Quitting brings with it a connotation of shame, an inability to finish; it is not the same as walking away with your head held high knowing that you did everything you could to the best of your ability.
I’ve gritted my teeth through lows in passion and perseverance at various points in my javelin career— that’s natural. But it’s also natural for your priorities and passions to shift and change.
The transition feels hard. I’ve committed so much to “Bethany the Javelin Thrower” and honestly, I’ve put a lot of my worth and identity into that as well. Javelin will always be a part of me, a part of my journey— but it’s not everything.
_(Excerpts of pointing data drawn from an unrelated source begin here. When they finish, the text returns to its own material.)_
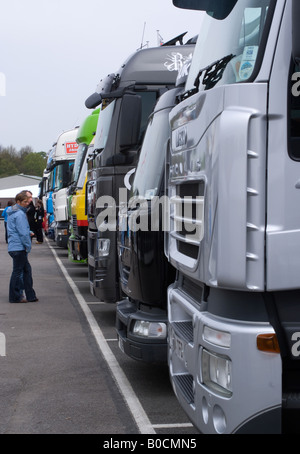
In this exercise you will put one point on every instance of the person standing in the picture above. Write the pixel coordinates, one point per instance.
(31, 213)
(4, 214)
(39, 218)
(19, 246)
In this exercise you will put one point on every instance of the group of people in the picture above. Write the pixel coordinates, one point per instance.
(22, 221)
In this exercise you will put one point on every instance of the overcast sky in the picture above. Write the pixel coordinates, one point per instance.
(53, 53)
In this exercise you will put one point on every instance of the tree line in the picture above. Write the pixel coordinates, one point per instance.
(25, 160)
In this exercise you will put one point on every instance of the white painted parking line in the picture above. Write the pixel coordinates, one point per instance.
(172, 426)
(142, 421)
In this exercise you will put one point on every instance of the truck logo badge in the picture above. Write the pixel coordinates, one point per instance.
(71, 147)
(296, 345)
(181, 137)
(175, 61)
(127, 178)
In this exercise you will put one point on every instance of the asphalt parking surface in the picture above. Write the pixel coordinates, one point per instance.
(63, 372)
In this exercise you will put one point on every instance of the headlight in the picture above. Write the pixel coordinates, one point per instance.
(217, 373)
(150, 329)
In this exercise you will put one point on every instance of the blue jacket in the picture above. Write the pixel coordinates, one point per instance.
(4, 213)
(18, 231)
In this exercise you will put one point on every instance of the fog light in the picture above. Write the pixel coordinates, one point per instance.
(217, 373)
(103, 247)
(216, 337)
(150, 329)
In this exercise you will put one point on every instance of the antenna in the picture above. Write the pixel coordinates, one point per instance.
(142, 45)
(160, 40)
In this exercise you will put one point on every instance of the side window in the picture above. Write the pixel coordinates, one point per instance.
(148, 103)
(294, 114)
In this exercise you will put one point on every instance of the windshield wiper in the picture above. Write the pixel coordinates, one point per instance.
(213, 73)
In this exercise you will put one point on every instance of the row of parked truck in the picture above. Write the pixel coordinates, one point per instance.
(180, 191)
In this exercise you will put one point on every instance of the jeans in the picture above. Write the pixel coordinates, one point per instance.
(21, 278)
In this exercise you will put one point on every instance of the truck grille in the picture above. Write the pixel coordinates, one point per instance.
(185, 383)
(187, 217)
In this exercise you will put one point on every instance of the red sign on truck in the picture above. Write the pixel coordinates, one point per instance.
(71, 147)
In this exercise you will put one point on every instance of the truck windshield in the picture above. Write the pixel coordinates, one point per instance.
(228, 50)
(148, 174)
(63, 174)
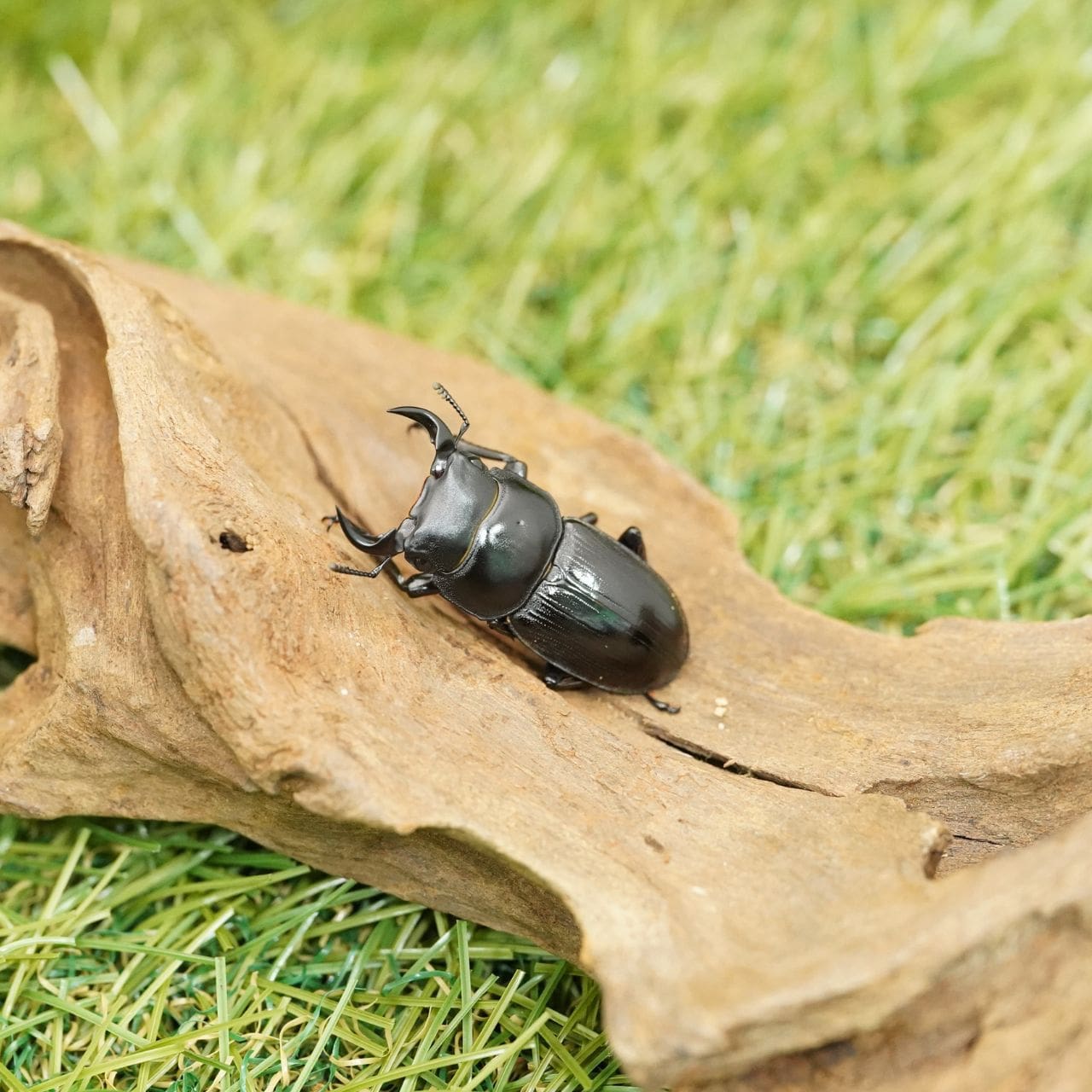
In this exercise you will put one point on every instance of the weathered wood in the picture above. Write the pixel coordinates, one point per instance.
(756, 900)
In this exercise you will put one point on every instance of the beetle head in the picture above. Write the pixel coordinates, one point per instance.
(453, 500)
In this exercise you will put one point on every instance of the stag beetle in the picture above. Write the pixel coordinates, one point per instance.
(496, 546)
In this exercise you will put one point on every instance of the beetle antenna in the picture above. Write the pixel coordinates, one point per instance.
(447, 397)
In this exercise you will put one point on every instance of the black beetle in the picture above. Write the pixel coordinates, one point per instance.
(497, 547)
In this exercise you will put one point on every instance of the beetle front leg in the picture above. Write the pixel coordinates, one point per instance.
(632, 539)
(557, 679)
(418, 584)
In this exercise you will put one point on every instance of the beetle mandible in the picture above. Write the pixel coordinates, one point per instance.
(495, 545)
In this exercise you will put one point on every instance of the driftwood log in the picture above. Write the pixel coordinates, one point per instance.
(758, 900)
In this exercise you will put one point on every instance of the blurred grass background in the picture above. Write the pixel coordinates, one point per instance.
(834, 259)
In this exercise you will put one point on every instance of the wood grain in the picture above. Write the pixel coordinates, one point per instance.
(757, 900)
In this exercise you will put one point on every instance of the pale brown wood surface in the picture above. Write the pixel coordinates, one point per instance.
(757, 901)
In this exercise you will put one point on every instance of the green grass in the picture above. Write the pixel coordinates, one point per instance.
(834, 259)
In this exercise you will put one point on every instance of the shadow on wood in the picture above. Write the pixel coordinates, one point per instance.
(757, 900)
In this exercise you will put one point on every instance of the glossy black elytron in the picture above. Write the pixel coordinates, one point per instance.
(496, 546)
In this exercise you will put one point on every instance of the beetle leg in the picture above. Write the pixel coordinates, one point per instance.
(632, 538)
(557, 679)
(511, 463)
(418, 584)
(662, 706)
(350, 572)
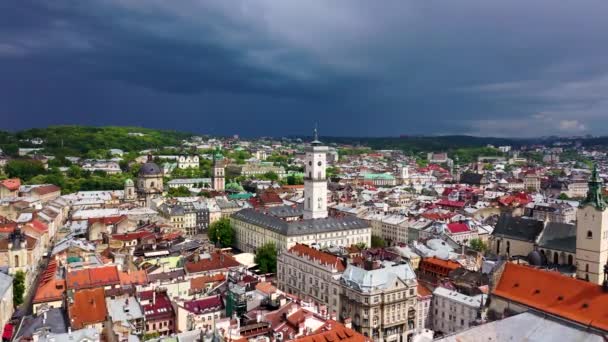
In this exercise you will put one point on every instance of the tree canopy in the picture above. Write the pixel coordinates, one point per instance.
(378, 242)
(478, 245)
(266, 258)
(18, 288)
(221, 230)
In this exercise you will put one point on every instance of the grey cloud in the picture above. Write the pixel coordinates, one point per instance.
(362, 67)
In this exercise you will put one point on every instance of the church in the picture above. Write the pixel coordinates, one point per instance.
(581, 247)
(304, 224)
(149, 183)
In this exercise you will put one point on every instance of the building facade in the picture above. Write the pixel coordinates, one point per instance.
(381, 301)
(453, 311)
(310, 274)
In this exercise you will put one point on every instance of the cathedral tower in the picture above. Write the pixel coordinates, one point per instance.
(315, 181)
(592, 233)
(218, 171)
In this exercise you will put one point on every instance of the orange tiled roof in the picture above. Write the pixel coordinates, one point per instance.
(218, 261)
(88, 307)
(452, 265)
(265, 287)
(201, 282)
(576, 300)
(133, 278)
(12, 184)
(322, 257)
(93, 277)
(50, 288)
(334, 332)
(46, 189)
(423, 291)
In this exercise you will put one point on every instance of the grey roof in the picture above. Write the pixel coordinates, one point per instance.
(55, 322)
(518, 228)
(81, 335)
(538, 327)
(150, 169)
(286, 210)
(559, 236)
(382, 278)
(124, 310)
(6, 281)
(299, 227)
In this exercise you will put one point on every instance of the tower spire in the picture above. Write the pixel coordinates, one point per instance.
(595, 196)
(315, 136)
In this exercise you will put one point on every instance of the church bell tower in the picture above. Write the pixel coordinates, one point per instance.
(592, 233)
(315, 180)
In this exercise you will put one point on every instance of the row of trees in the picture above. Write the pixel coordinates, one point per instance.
(222, 232)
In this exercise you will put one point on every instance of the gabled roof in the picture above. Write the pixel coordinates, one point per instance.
(321, 257)
(109, 220)
(576, 300)
(11, 184)
(217, 261)
(333, 331)
(205, 305)
(46, 189)
(458, 227)
(559, 236)
(93, 277)
(518, 228)
(88, 307)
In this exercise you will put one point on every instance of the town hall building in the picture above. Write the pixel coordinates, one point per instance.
(304, 224)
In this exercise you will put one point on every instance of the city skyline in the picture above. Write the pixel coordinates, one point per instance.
(515, 69)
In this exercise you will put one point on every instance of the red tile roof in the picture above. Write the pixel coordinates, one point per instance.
(576, 300)
(333, 331)
(12, 184)
(218, 261)
(449, 264)
(423, 291)
(139, 277)
(93, 277)
(50, 288)
(205, 305)
(450, 204)
(199, 283)
(88, 307)
(321, 257)
(46, 189)
(132, 236)
(6, 225)
(265, 287)
(159, 308)
(108, 220)
(457, 227)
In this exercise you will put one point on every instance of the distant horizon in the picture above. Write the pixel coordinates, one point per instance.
(321, 135)
(361, 68)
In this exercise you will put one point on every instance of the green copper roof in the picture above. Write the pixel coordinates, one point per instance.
(241, 196)
(595, 197)
(217, 154)
(386, 176)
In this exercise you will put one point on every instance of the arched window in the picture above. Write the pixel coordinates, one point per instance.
(555, 258)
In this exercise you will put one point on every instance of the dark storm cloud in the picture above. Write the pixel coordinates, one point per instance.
(275, 67)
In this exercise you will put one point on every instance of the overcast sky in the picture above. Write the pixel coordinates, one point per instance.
(275, 67)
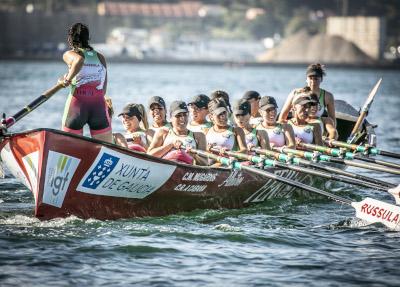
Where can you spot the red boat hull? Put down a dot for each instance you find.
(73, 175)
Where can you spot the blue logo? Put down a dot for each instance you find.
(103, 168)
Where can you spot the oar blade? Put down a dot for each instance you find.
(396, 193)
(374, 211)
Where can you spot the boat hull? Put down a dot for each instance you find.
(73, 175)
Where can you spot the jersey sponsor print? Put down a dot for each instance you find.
(120, 175)
(59, 171)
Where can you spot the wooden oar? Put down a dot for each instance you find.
(364, 112)
(272, 163)
(362, 148)
(347, 155)
(370, 210)
(312, 156)
(299, 161)
(8, 122)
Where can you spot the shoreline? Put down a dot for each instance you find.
(233, 64)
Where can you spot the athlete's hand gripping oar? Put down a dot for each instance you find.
(269, 162)
(309, 155)
(364, 112)
(370, 210)
(362, 148)
(299, 161)
(8, 122)
(347, 155)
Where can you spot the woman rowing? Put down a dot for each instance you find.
(198, 107)
(315, 74)
(169, 143)
(253, 137)
(326, 123)
(304, 132)
(279, 134)
(253, 98)
(135, 122)
(87, 78)
(158, 112)
(222, 134)
(219, 94)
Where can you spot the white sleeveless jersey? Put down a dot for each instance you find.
(251, 138)
(92, 72)
(225, 139)
(305, 133)
(187, 140)
(276, 135)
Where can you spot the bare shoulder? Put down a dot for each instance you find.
(102, 59)
(70, 56)
(328, 95)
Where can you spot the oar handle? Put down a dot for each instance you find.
(10, 121)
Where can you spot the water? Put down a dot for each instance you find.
(295, 241)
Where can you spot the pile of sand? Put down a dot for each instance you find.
(305, 48)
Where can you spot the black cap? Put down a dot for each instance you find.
(200, 101)
(178, 107)
(315, 70)
(157, 100)
(251, 95)
(131, 110)
(267, 102)
(302, 99)
(241, 107)
(314, 98)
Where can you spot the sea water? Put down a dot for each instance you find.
(307, 241)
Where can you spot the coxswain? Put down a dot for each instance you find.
(315, 74)
(254, 138)
(222, 134)
(198, 108)
(279, 134)
(253, 98)
(326, 123)
(171, 143)
(87, 79)
(304, 132)
(134, 119)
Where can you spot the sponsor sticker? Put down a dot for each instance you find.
(120, 175)
(12, 164)
(31, 163)
(59, 171)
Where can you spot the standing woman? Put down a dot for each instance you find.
(87, 78)
(279, 134)
(222, 134)
(315, 74)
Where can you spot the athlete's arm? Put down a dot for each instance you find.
(200, 139)
(74, 62)
(240, 139)
(330, 106)
(317, 134)
(290, 141)
(330, 128)
(286, 108)
(156, 147)
(103, 62)
(263, 139)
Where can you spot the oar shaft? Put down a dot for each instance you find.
(377, 161)
(343, 172)
(365, 166)
(33, 105)
(274, 177)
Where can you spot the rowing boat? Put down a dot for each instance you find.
(75, 175)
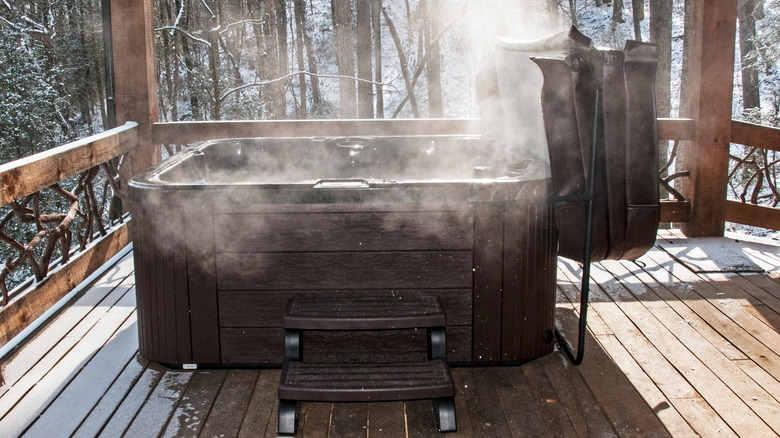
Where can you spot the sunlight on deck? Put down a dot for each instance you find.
(672, 349)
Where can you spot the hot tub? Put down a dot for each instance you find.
(226, 232)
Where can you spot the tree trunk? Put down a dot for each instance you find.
(268, 52)
(376, 11)
(299, 11)
(573, 12)
(638, 14)
(617, 11)
(280, 8)
(661, 12)
(433, 72)
(365, 92)
(345, 57)
(402, 61)
(684, 98)
(747, 34)
(316, 96)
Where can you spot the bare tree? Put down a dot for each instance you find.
(345, 57)
(365, 92)
(433, 70)
(747, 11)
(376, 11)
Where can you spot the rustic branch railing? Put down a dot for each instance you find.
(178, 133)
(753, 176)
(57, 204)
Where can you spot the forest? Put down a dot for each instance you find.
(307, 59)
(277, 59)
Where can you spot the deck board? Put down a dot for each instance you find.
(669, 353)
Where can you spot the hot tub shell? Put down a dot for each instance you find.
(216, 261)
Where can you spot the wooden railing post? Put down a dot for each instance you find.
(135, 78)
(709, 94)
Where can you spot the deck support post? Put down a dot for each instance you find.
(135, 77)
(708, 93)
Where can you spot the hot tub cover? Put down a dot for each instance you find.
(626, 204)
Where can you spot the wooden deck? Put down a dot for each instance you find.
(669, 352)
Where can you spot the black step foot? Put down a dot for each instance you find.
(287, 417)
(445, 408)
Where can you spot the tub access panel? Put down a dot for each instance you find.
(600, 123)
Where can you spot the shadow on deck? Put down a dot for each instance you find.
(670, 351)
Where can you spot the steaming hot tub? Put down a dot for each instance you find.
(227, 231)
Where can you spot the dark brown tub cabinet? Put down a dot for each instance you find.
(217, 260)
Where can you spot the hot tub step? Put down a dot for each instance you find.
(365, 382)
(371, 312)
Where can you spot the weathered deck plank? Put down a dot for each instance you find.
(669, 352)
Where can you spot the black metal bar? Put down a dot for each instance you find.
(585, 286)
(108, 60)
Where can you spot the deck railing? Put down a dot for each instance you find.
(69, 176)
(757, 189)
(56, 224)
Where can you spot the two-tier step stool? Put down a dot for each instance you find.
(365, 382)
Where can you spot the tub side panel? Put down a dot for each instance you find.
(529, 282)
(161, 287)
(202, 282)
(488, 269)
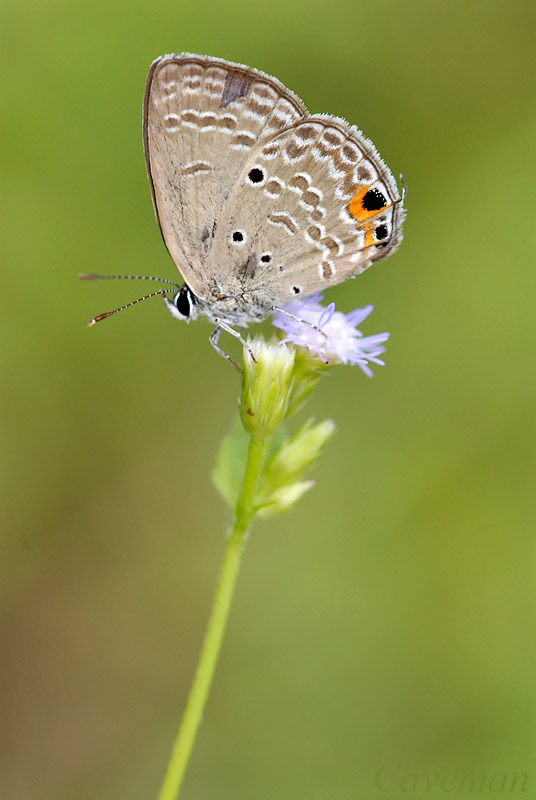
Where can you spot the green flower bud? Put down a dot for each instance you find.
(298, 453)
(284, 498)
(266, 385)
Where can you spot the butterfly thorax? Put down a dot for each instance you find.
(239, 310)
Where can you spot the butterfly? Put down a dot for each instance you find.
(259, 202)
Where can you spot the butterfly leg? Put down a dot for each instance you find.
(215, 335)
(213, 339)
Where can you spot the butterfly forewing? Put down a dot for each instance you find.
(203, 118)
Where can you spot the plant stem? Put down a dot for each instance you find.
(217, 623)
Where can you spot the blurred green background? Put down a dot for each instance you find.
(390, 618)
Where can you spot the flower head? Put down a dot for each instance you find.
(331, 335)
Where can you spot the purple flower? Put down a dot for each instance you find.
(334, 337)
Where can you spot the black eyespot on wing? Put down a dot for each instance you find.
(256, 175)
(373, 200)
(381, 232)
(182, 302)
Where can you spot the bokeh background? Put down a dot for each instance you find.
(390, 618)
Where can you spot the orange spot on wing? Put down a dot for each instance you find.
(355, 206)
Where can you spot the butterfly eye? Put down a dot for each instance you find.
(238, 237)
(256, 175)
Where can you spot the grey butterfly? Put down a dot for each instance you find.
(258, 201)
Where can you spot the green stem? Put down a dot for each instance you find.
(217, 623)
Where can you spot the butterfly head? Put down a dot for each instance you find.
(183, 304)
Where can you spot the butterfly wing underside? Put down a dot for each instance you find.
(202, 117)
(255, 198)
(326, 209)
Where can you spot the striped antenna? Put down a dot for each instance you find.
(89, 276)
(84, 276)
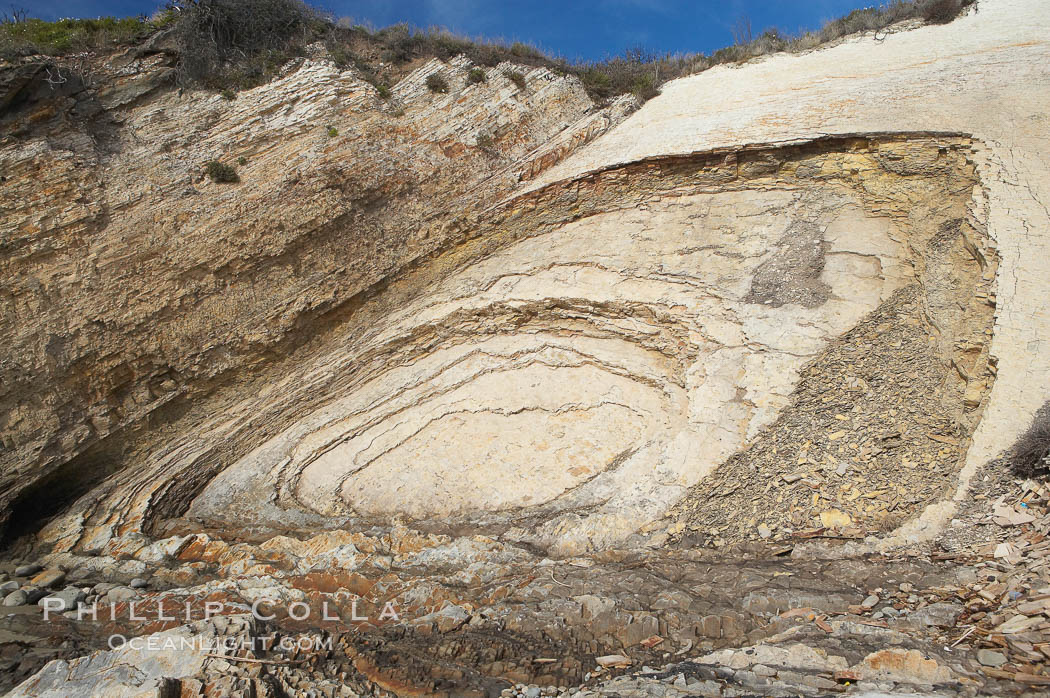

I got engaged in June and I’m excited to move forward in our relationship, to plan a wedding and invest in our future. I’ve been teaching art at Bellevue Christian for three years now, and they have supported me wholeheartedly in my javelin journey, and now I’m ready pour back into that community what they’ve poured into me. I’m ready to challenge myself and dedicate myself to being the best teacher that I can be. I’m ready to keep learning about my body and exploring new ways to use it, like skiing and taking part in activities without fear of injury ruining my season. I’ve even developed a love/hate relationship with distance running! My current best is 5 miles- and I’m pretty proud of that! My fiancé may talk me into a half marathon… And Lesko says that I can’t say “never” to a marathon but...NEVER.
Needless to say, it’s time to pivot. To walk in a new direction. To look back with pride knowing I gave all that I had, but to look forward with excitement for all that is to come.